Not too long ago, Jodi Arias dominated the news for killing her ex boyfriend Travis Alexander simply because she was mad that he no longer wanted to have anything to do with her. The court case seemed to drag on as the defense tried to put the killing off as Travis being a violent sexual deviant/pedophile and Jodi was simply defending herself. Needless to say, she couldn’t pull the wool over anyone’s eyes and was convicted on a first degree murder charge. Between two different sets of jurors, no one could agree on the death penalty, so Jodi Arias was sentenced to life in prison.
I didn’t watch the trial everyday, but I did, however watch a lot of news shows analyzing the day’s proceedings and I have to admit that I was very impressed with Juan Martinez, the prosecutor in the case. He didn’t take any crap from anybody and was stern in his pursuit of justice. If there was a human form of a bulldog, he would be it.

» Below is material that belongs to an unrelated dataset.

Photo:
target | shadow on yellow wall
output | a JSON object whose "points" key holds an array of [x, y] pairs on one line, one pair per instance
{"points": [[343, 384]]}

That’s why I was excited to hear of Martinez writing a book about the notorious woman and drama filled trial. I was interested in seeing what his thoughts were about the people involved with the case and how he gathered the evidence and prepared for the trial of the century. I don’t normally read books written by the lawyers themselves because quite frankly they tend to write about how great they are and how well they presented everything in the case, but I think this one is an exception.
In Conviction, Martinez starts from the beginning, taking us to the moment he arrived at the murder scene and explains step by step of the evidence, his relationship to the detectives and how he decided what evidence to bring to trial and how to question the witnesses, especially Jodi Arias herself. He knew that he needed to be stern with them and not give any leeway lest the defense get the upper hand. It was great to see inside the mind of a prosecutor and how much work is put into getting everything together before a trial begins. I always wanted to know how such things are put together, especially in a high profile case, and Martinez was able to show this without becoming big headed.
My only complaint about the book was his epilogue. There he briefly talks about why he is a lawyer and that he’s the same person as he’s always been. This seemed only slightly out of place with the rest of the book since he never introduced that bit in any other part of the book. It does reveal why he’s so passionate about prosecuting people like Jodi, but it didn’t seem the appropriate time to talk about it.
With that being said, I think Conviction is a great case study of a high profile case, the court system, and seeking justice in general. If you want an insider story of a high profile case without any grandiose asides and self promotion, I would highly recommend checking out Juan Martinez’s Conviction.